Falando sobre o assunto na Uirapuru, a docente da disciplina de Direito Internacional Privado da Universidade de Passo Fundo (UPF), Carla Della Bona, declarou que este é um tema que causa consequências para todo o planeta e nós, brasileiros, já sentimos isso no preço do combustível e outras commodities que afetam a cesta básica da população, por exemplo.
Carla afirma que hoje, mais de 6 meses após o início da guerra, os países envolvidos passaram por vários reveses. Inicialmente, pensava-se que a Ucrânia perderia a guerra em três dias, porém, com a ajuda de países europeus e Estados Unidos, conseguiram enfrentar muito bem as tropas russas. De acordo com ela, de dois meses para cá a Rússia tomou grande parte do leste da Ucrânia e, nos últimos 15 dias, a Ucrânia retomou grande parte do seu território invadido, o que fez com que o presidente russo fizesse um forte discurso na terça-feira (20), novamente usando a questão armamentista nuclear como forma de ameaça.
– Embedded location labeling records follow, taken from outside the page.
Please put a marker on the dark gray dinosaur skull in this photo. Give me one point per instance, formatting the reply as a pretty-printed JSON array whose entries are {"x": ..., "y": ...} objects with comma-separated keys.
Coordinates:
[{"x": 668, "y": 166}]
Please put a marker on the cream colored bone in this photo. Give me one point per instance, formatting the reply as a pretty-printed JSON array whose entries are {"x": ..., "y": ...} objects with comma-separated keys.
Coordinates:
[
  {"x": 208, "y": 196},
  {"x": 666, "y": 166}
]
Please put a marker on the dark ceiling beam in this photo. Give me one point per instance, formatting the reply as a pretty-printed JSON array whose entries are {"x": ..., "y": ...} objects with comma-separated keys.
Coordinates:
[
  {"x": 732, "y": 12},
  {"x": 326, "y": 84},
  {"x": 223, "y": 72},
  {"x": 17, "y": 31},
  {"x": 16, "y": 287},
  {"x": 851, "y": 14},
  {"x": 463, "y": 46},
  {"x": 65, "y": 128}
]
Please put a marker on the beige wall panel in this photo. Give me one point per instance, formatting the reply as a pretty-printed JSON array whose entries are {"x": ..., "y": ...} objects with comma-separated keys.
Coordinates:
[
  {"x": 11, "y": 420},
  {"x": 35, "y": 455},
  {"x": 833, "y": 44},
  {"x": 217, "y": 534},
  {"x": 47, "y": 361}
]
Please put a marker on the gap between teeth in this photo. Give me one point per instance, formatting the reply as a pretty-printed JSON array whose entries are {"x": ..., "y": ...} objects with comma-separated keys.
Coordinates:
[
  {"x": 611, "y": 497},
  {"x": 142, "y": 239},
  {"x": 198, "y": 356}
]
Segundo a professora, pelo cenário que foi montando-se, a Rússia usará seu poderio para ter novamente a planície da Ucrânia e a Ucrânia, por sua vez, não deixará barato, até porque é porta de entrada plana para a Europa.
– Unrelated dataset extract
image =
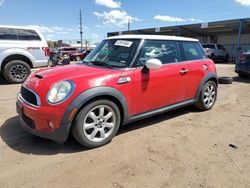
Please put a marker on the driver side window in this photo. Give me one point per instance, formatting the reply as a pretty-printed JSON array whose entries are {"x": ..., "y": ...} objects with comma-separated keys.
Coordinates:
[{"x": 165, "y": 51}]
Como a Europa e os Estados Unidos forneceram armamentos para a Ucrânia, resultando assim em viradas de jogos e segurando o ímpeto armamentista da Rússia, a tendência é que a guerra seja prolongada, o que é problemático. De acordo com Carla, como Putin não é uma pessoa sensata, é preciso ficar atento aos próximos passos dele e até mesmo à possibilidade de utilização de armas nucleares.
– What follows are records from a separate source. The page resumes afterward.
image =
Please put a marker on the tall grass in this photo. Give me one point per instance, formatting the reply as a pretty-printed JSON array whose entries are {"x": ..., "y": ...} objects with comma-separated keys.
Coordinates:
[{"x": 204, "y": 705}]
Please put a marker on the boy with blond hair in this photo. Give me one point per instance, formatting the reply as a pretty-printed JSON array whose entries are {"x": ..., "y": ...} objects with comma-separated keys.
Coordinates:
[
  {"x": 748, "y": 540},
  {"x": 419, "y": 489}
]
Ela também afirma que os líderes mundiais, principalmente o presidente dos EUA, Joe Biden, devem ter cuidado nos seus discursos e moderarem o tom para não precisarem entrar efetivamente na guerra, com homens e exércitos, não somente com valores e armamentos, que é o que vem acontecendo atualmente.
Segundo a professora, uma guerra prolongada seguirá causando impactos econômicos no Brasil, mas principalmente na Europa e Estados Unidos. Carla declara que não é possível prever quando a guerra acabará, mas acredita que quem vai pará-la serão os oligarcas russos ou o próprio Putin, quando conseguir o que quer, o que está longe de ocorrer.